Keywords

accreditation, local health department, performance improvement, performance management, performance standards, quality improvement

 

Authors

  1. Leep, Carolyn MS, MPH
  2. Beitsch, Leslie M. MD, JD
  3. Gorenflo, Grace MPH, RN
  4. Solomon, Jessica MCP
  5. Brooks, Robert G. MD, MBA, MPH

Abstract

Objectives: To assess the current deployment of quality improvement (QI) approaches within local health departments (LHDs) and gain a better understanding of the depth and intensity of QI activities.

 

Methods: A mixed quantitative and qualitative approach was employed to determine the current status of QI utilization within LHDs. All respondents from the 2005 NACCHO Profile QI module questionnaire who indicated that their LHD was involved in some kind of QI activity received a follow-up Web-based survey in 2007. A smaller convenience sample of 30 LHDs representing all groups of respondents was selected for the follow-up interview to validate and expound upon survey data.

 

Results: Survey response rate was 62 percent (181/292). Eighty-one percent of LHDs reported QI programmatic activities, with 39 percent occurring agency-wide.

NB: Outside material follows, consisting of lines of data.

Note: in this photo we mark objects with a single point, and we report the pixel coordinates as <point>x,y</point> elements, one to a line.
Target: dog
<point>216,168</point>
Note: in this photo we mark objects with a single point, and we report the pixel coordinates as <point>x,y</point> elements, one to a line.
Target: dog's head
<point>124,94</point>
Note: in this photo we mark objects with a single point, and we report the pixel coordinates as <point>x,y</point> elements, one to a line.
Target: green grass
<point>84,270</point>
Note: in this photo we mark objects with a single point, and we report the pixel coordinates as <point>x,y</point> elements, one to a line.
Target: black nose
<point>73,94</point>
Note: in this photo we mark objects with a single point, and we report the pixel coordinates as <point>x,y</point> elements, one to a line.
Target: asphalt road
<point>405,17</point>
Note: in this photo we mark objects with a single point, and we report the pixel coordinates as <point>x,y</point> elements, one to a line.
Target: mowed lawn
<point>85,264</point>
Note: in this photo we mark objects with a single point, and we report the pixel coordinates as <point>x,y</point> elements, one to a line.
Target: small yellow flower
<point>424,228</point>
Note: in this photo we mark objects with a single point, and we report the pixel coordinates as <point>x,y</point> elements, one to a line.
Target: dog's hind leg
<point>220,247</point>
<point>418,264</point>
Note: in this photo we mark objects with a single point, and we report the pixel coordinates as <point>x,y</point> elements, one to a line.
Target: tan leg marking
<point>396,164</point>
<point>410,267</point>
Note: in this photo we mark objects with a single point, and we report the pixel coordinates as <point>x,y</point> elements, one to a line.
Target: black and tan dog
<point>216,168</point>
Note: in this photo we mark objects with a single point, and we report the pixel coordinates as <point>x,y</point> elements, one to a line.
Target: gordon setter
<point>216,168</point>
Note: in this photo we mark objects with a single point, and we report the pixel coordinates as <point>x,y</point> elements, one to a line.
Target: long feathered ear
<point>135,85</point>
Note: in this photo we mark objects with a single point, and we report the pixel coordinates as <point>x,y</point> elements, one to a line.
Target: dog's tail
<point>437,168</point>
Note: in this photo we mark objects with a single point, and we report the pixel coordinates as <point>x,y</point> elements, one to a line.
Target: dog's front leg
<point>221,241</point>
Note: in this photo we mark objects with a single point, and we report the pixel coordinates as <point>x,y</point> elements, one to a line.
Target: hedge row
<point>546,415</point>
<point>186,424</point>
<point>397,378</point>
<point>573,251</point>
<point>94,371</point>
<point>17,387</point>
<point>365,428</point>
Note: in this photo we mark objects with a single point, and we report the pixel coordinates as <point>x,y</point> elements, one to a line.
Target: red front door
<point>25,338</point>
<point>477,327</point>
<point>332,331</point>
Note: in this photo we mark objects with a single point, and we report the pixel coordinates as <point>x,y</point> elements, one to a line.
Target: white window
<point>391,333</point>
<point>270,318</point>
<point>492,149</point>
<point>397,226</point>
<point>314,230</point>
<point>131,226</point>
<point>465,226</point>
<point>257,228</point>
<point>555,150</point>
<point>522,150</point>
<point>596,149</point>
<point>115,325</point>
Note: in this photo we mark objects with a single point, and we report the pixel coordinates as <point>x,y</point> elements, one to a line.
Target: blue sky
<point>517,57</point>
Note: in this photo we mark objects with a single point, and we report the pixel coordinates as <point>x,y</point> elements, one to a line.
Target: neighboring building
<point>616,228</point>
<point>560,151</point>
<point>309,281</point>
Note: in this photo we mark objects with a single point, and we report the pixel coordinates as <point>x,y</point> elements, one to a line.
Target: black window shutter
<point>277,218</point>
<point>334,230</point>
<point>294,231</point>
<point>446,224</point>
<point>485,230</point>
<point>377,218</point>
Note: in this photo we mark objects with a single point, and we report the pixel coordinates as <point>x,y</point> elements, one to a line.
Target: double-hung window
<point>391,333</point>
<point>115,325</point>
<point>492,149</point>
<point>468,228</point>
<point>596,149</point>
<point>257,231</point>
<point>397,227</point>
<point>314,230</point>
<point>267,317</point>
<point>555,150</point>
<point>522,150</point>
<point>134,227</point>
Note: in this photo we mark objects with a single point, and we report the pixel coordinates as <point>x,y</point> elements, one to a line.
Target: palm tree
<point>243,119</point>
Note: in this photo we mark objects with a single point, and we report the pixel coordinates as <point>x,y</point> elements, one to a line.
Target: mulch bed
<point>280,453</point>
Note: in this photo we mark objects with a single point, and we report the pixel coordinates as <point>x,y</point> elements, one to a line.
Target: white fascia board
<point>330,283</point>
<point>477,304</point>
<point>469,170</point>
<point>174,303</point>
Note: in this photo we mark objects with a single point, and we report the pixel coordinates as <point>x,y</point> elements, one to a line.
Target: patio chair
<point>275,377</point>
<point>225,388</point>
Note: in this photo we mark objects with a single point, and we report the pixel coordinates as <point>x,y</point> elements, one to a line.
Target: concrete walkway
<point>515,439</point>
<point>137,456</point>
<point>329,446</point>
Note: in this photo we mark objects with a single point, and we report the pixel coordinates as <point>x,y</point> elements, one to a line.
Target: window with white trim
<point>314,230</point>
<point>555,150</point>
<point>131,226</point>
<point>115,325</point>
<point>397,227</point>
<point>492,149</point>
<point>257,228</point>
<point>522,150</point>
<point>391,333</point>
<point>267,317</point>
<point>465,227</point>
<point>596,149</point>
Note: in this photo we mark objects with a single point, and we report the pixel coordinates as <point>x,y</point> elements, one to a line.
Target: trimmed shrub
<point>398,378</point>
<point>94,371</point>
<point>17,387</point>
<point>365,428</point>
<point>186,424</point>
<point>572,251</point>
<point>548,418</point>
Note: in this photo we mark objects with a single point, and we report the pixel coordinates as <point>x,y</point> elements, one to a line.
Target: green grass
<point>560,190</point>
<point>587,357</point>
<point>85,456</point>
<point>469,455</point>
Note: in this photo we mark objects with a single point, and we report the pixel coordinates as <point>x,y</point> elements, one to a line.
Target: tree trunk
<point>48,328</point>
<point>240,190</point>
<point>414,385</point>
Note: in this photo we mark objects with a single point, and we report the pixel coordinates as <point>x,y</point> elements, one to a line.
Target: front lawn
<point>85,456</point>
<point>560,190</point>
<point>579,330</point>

Seventy-four percent of health departments had staff trained in QI methods. External funding sources for QI were infrequent (28%). LHDs that were serving large jurisdictions and LHDs that were subunits of state health agencies (centralized states) were more likely to engage in most QI activities. However, interview responses did not consistently corroborate survey results and noted a need for shared definitions.

 

Conclusion: Multiple factors, including funders and accreditation, may be driving the increase of QI for public health. Additional research to confirm and validate these findings is necessary. A common QI vocabulary is also recommended.